Mehr Freiheiten ab Mitte Juli?

Ursprünglich sollten auf der Insel die meisten Einschränkungen am 21. Juni aufgehoben werden. Nun wird der 19. Juli angepeilt. Die zuerst in Indien nachgewiesene Delta-Variante ist Behörden zufolge um 60 Prozent ansteckender als die bislang in Großbritannien vor allem verbreitete Alpha-Variante. Johnson sprach von einer Zunahme der neuen Positiv-Tests um gegenwärtig 64 Prozent pro Woche und einem Anstieg der Intensivfälle. Der wissenschaftliche Berater der Regierung, Patrick Vallance, erklärte, die Verschiebung der Lockerung dürfte den zu erwarteten Höchststand um 30 bis 50 Prozent absenken.

Johnson zufolge soll die Zeit genutzt werden, um das Impfprogramm des Landes zu beschleunigen.
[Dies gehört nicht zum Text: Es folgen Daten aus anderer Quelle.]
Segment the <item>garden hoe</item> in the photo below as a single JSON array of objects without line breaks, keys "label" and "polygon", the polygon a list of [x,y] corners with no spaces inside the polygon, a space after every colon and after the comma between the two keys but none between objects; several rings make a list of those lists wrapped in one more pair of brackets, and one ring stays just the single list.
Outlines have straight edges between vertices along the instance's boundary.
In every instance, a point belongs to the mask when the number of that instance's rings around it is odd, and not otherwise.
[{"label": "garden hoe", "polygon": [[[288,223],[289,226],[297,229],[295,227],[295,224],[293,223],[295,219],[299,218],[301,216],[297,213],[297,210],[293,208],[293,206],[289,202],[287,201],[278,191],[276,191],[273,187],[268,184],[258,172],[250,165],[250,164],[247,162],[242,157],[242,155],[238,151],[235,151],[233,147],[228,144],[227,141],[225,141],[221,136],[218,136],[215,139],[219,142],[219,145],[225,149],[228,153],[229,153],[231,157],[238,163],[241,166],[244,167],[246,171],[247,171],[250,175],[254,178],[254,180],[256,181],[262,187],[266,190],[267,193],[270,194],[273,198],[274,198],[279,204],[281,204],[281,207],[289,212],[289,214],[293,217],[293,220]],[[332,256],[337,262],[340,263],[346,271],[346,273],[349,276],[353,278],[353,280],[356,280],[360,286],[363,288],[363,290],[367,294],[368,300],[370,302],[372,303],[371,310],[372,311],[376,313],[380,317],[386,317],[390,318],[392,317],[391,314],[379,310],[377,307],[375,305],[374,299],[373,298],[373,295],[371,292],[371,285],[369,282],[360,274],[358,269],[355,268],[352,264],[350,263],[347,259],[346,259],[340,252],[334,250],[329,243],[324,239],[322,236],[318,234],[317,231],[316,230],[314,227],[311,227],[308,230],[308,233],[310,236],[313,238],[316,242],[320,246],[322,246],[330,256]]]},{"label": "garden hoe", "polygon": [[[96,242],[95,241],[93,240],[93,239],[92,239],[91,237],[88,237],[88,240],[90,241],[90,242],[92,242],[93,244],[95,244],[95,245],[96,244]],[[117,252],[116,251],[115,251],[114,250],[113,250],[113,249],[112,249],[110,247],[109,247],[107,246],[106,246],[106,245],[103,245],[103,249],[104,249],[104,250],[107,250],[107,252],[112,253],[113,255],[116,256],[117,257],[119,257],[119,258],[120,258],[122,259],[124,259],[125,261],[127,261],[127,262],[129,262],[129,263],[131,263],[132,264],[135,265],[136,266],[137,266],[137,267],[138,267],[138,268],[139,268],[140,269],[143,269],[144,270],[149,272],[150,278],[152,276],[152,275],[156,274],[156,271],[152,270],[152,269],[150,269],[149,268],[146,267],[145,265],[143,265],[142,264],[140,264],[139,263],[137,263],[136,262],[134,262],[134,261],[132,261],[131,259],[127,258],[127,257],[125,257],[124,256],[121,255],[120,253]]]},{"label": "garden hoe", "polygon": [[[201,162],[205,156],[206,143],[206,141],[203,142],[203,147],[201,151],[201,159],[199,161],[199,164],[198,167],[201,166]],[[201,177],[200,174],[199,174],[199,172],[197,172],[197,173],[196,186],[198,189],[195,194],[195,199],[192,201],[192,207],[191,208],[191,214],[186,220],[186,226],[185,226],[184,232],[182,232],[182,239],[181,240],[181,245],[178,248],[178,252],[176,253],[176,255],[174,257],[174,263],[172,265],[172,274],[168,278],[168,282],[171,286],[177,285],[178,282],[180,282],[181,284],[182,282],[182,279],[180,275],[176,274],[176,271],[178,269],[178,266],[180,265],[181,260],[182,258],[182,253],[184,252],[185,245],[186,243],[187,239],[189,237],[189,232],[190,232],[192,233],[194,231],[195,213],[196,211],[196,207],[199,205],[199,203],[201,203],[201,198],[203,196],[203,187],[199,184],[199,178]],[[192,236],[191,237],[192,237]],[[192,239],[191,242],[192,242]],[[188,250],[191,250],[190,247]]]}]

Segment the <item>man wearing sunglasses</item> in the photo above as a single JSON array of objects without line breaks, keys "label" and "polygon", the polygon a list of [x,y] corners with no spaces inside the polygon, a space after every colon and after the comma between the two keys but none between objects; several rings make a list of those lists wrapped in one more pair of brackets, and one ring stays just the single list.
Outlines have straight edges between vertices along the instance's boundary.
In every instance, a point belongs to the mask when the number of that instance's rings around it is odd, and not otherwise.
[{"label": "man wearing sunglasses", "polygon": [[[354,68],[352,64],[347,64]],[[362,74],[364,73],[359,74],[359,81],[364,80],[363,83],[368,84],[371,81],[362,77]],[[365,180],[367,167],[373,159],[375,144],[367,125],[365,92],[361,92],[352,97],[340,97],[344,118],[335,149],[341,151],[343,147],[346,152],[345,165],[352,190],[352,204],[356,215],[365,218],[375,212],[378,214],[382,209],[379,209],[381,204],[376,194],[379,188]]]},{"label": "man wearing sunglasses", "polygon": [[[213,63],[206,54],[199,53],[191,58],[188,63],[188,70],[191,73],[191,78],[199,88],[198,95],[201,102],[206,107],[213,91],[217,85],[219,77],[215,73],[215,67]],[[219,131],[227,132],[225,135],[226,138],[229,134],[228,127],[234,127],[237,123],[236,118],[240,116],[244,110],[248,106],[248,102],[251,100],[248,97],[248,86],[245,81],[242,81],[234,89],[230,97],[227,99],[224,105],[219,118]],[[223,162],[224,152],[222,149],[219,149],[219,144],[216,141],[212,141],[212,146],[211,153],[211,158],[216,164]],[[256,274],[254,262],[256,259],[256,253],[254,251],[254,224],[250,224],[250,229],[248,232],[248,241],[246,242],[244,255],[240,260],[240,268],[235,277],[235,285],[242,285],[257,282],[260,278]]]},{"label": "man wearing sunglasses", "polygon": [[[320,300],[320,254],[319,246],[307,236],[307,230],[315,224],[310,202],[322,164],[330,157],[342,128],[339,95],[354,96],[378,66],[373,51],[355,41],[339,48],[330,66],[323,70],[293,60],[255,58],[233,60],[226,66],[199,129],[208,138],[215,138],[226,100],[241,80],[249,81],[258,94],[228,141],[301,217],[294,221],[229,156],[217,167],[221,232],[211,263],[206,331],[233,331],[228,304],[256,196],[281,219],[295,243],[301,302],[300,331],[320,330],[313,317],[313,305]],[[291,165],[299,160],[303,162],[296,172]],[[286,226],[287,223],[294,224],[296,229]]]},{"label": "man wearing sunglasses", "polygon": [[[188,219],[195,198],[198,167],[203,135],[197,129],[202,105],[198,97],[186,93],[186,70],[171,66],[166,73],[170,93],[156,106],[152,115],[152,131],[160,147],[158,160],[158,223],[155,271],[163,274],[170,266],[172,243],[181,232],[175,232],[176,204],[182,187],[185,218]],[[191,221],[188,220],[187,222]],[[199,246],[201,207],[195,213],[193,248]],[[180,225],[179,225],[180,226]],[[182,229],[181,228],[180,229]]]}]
Dabei liegt Großbritannien bereits weltweit mit an der Spitze: Etwa 57 Prozent der Bevölkerung hat die Impfung abgeschlossen.

Die Bundesregierung hat das Vereinigte Königreich wegen der Ausbreitung der Delta-Variante erneut als Virusvariantengebiet eingestuft. Das bedeutet, dass lediglich deutsche Staatsbürger und wenige andere Ausnahmefälle überhaupt von dort aus einreisen dürfen, sich aber für 14 Tage in Quarantäne begeben müssen. Auch die britische Regierung setzt für die meisten Länder weiterhin auf strikte Quarantäneregeln: Einreisende aus Deutschland müssen für zehn Tagen in Quarantäne – mit der Möglichkeit, sich frühestens am fünften Tag mit einem negativen Test zu befreien.